Cory W. Kasimov - JPMorgan Securities LLC

Management

Hey, good afternoon, guys. Thanks for squeezing me in. I wanted to ask about pricing as well. I'm really curious on how we should be thinking about the sustainability of price increases in this environment. More specifically, when thinking about Enbrel and the four meaningful increases you've had in the last couple years, I assume you're not getting much pushback at the payer level to be able to push these through. But are you comfortable with us modeling this pace of increases to continue, as I think many were assuming this would tail off across the space given the rhetoric that's out there? Thanks.
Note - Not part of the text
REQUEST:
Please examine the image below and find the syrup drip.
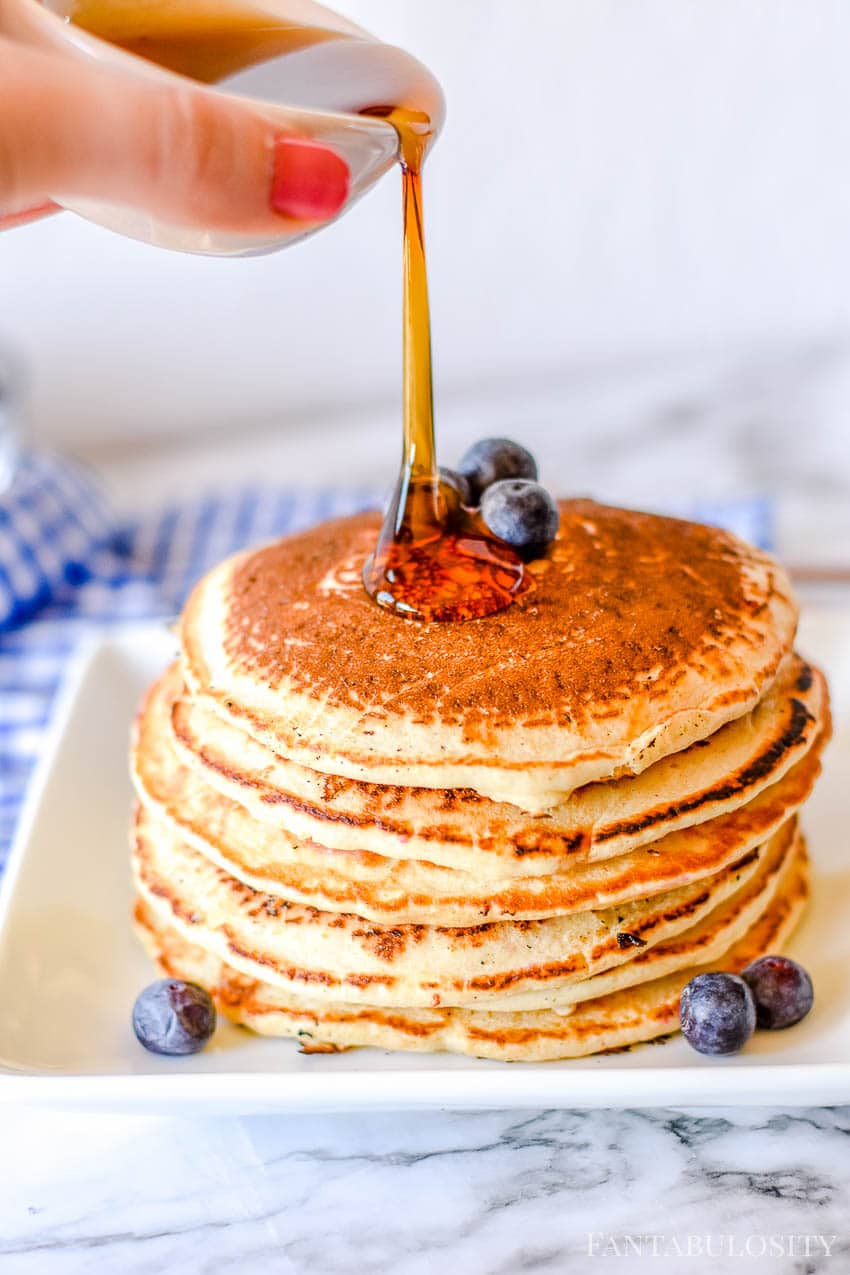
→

Anthony C. Hooper - Executive VP-Global Commercial Operations

Management

So, Cory, again, a question that a lot of people are asking I'm sure. But as you know, we price our products based on the value in the marketplace, taking into account the value they bring to payers, to providers, to patients, the competitive landscape itself. Enbrel in particular of course competes in a highly competitive marketplace with several large players who are competing for formulary placements to enable patient access. The health plans and the PBMs negotiate price concessions and large rebates to gain formulary placement. Because of the magnitude of these rebates, price increases have become part of the competitive dynamic. That's about all I can tell you at the moment.

Arvind K. Sood - Vice President-Investor Relations

Management

Great. Thanks, Tony. I'd like to also thank everybody for your participation in our call. As you go through our results, if you have added questions, observations, feel free to reach out to me. Myself and my team will be around for several hours. Thanks again.

Operator

Operator

Ladies and gentlemen, this concludes Amgen's second quarter financial results conference call. You may now disconnect.